What I want to avoid is having too many 'plays' on the same macro idea - whilst I am bottom up investing one has to consider that owning say Diamond Offshore and Transocean will add little diversification benefit to what I plan to retain as a concentrated portfolio. For this same reason I have sold my position in CMC Markets to retain IG Group as part of my move into this new consolidated portfolio.

A quick point on Gold. I feel this too adds some diversity by acting as a proxy currency which can't be printed. I have taken gold up to ~10% of the portfolio recently on weakness in the price.
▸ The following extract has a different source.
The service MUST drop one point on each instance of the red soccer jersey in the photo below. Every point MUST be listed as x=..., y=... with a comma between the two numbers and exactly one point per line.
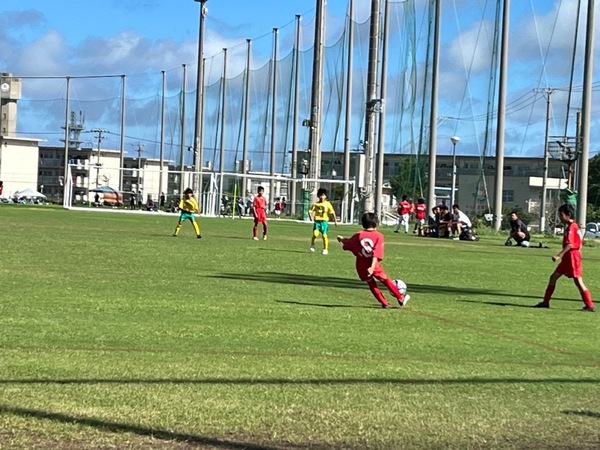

I consider this 'central bank insurance' for future falls in the stock market.

At present none of my stock positions or gold are singularly more than 20% of the portfolio. As per my manifesto. But I will consider Gold another 'stock' position and do not plan to take it above 20% either.

From a high level sector perspective the current equity allocations look like this;

Amiable Minotaur Sector Pie Chart May 2017
So I generally have a lot of retail, banks and energy stocks - which funnily enough are the more disliked sectors at the moment. I would like to add some healthcare/pharma, agribusiness/materials and technology stocks to the mix thinking top down about a diversified portfolio. 

An additional consideration is geography - at present I am only invested in the UK, Americas and to a limited extent Africa so finding some other Asia/European stocks could add some benefit where the bottom up fundamentals make sense. 

However finding stocks will take some time - needless to say I will be generally focusing on those sectors to find bottom up opportunities within them.

I am bench-marking the portfolio to the FTSE AW index which is heavily weighted towards the US so at present my investments there do have some bearing on my overall benchmark. However I am only really using the benchmark as as performance guide rather than as a strict measure.

Disclaimer:  I have an interest in the shares mentioned in this post at present. These are opinions only, not investment advice. Construct your own portfolios with due care and attention. If in doubt read my disclaimer.